La Suisse est une île. Je ne vous apprends rien, vous le constatez aussi souvent qu’on vous le répète. Une île en son continent, un îlot de prospérité, un îlot de stabilité. Ici, les crises font toussoter, quand ailleurs elles lessivent. La Suisse ne fait rien comme les autres, surtout quand il s’agit de s’agiter. Elle surnage et surplombe, discrètement sûre d’elle. Ses rouages sont des horloges; sa monnaie un sanctuaire, pour tous et par tous les temps.

Puisque je ne vous apprends rien, pourquoi gaspiller du lignage? me demanderez-vous à juste titre. Parce que pardon, vous répondrai-je. Par les temps qui courent, le Sonderfall devient un peu trop criard pour ne pas s’y arrêter une seconde. L’exception suisse clignote comme jamais sur une mer déchaînée, comme jamais elle aussi.

Jamais, depuis la guerre froide et la fin de l’Histoire qui n’a pas eu lieu, le monde n’avait à ce point testé ses propres limites, vacillé sur ses certitudes, défié ses fondamentaux. Jungle géopolitique, hybris des ego, choc des puissants, guerres commerciales, chacun pour soi, multilatéralisme en berne: vu de haut, l’ordre international est devenu un oxymore.
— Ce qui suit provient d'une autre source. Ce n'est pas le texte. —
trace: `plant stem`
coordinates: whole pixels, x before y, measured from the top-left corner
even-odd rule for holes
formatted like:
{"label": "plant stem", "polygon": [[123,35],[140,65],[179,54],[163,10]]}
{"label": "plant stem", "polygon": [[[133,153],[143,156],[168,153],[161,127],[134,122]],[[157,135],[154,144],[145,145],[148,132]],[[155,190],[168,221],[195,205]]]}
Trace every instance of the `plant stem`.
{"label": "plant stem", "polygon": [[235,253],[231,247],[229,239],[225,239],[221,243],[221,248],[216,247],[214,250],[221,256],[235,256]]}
Pays par pays, c’est encore pire. Aux Etats-Unis, une solution orange, instable et en sursis, qui gigote dans le Bureau ovale. Au Royaume-Uni, son frère jumeau, ses outrances et le frisson existentiel d’un divorce européen. En France, un président qui, après avoir retourné la table, surfe entre la colère et la panique d’un paysage politique en ruine. En Italie, un scénario à l’italienne, fois mille. Et au Moyen-Orient, le grand n’importe quoi. Où que l’on regarde s’ébroue l’incertitude et plane le doute.

L’assaut calme de la Coupole

Sur ce terrain fumant, qui semble prêt à exploser encore un peu, la Suisse, elle, choisit tranquillement les 246 citoyens qui présideront à ses destinées législatives pour les quatre ans à venir. Quatre mille six cents candidats souriants et quelques partis, partis à l’assaut calme de la Coupole fédérale. Une campagne heureuse et ennuyeuse, comme la Suisse. Çà et là quelques clips, sur les réseaux. Des questionnaires de Proust à la chaîne et en format carré, parce que c’est à la mode et que ça parle aux jeunes. Des affiches qui ressemblent à s’y méprendre à celles de la dernière fois. Le tout pour un résultat qui aura la politesse tout helvétique de ne pas trop s’écarter de la marge d’erreur des sondeurs.

La Suisse est une île. Déterminée à le rester. Souhaitons-lui d’y parvenir, le plus longtemps possible. Parce que l’eau monte.